1) 公園には街灯(A地点)とすべり台(B地点)と水飲み場(C地点)があり、「街灯(A)から20m」「すべり台(B)から12m」「水飲み場(C)から15m」と宝のありかのヒントが与えられました。
2) そこで、ロープを3本用意して、1本ずつそれぞれを結び、「街灯(A)から20m」「すべり台(B)から12m」「水飲み場(C)から15m」のところに結び目が来るようにして3本のロープを結びました。
3) 結び目を持って歩き回り、3本ともピンと張る場所が見つかれば、そこが宝のありか、というわけです。
4) ところが歩き回ってもなかなか「3本とも」という場所が見つかりません。どの2本が張った状態でも、困ったことに残りの1本がゆるんでしまうのです。
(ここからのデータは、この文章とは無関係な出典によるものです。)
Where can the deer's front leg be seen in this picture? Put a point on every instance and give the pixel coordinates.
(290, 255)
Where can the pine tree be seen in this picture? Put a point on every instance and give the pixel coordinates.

5) 動き回りながら考えました。「結び目を高く持ち上げれば、3本ともピンと張る場所が見つかるかもしれない——」
6) さっそく公園の樹木に登ってみたら、ちょうど3本のロープがピンと張る場所で小さな宝箱が見つかりました。(地面の下にもピンと張る場所はあり得ますが、地中なので除外します。)
2次元(平面)の測位では2点からの距離でしたが、高さも含めた3次元の場合には「3点からの距離が決まる」ことで測位ができることが、分かってもらえたと思います。